Kezia puts her hand on my shoulder. The warmth of it feels shocking, radiating against my face. I’ve gotten very chilled, I realize. Shock. I’m shivering without really feeling it. “Come on,” she tells me. “They’re not here. Come on out.”

I don’t want to. I feel that leaving this strange, chilly sanctuary is admitting something huge. Something I want to hide from, like a child pulling covers over my head.

Irrationally, insanely, I suddenly want Mel. It horrifies me, but I want someone to turn to, someone who might share this feeling of emptiness. Maybe I don’t want Mel. Maybe I want the idea of him. Someone who shares my grief, my fear, our children. I want his arms around me. I want Mel to tell me it’ll be all right, even though that Mel is a lie, was always a lie. Even then.

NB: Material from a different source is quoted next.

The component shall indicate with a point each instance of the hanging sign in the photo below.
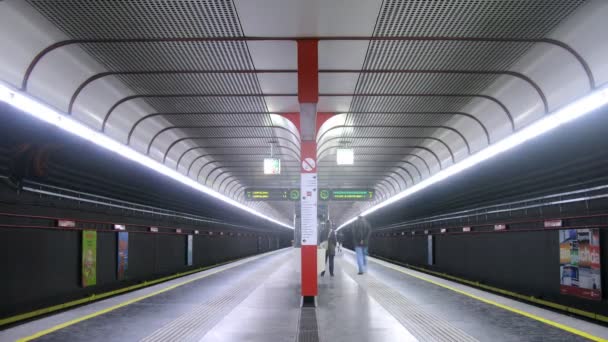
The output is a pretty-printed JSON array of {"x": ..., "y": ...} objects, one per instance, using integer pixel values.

Kezia pulls me out. We leave the secret room open, and I sink down in one of the kitchen chairs—the one Lanny sat in at breakfast. Everything has a memory attached to it—the fingerprints on the wood of the table, the mostly empty salt shaker that I asked Connor to refill but he forgot.

One of Lanny’s skull-themed hair clips lies discarded on the floor under the chair, a single, silky strand still caught in the hinge. I pick it up and hold it loose in my hand, and when I lift it to my nose, I can smell the scent of her hair. It brings tears to my eyes.

Sam’s sitting next to me now, and his hand is lying limply close to mine. I don’t know when he sat down; it’s as if he’s just appeared, like time jumped. Reality collapsing again. Everything feels distant now, but the warmth of his skin radiates into me like sunlight, even half an inch away.

“Gwen,” he says. After a short delay to process that yes, that’s my name, I’ve taught myself to believe it’s my name, I raise my head and meet his gaze. Something in it steadies me. Brings me an inch or two up from the darkness, into something that’s at least faintly hopeful. “Gwen, we’re going to find them, okay? We’re going to find the kids. Do you have any idea—”

He’s interrupted by the ringing of my cell phone. I grab for it with frantic, clawing hands, slap it down on the table, and answer the call on speakerphone without even glancing at the caller ID. “Lanny? Connor?”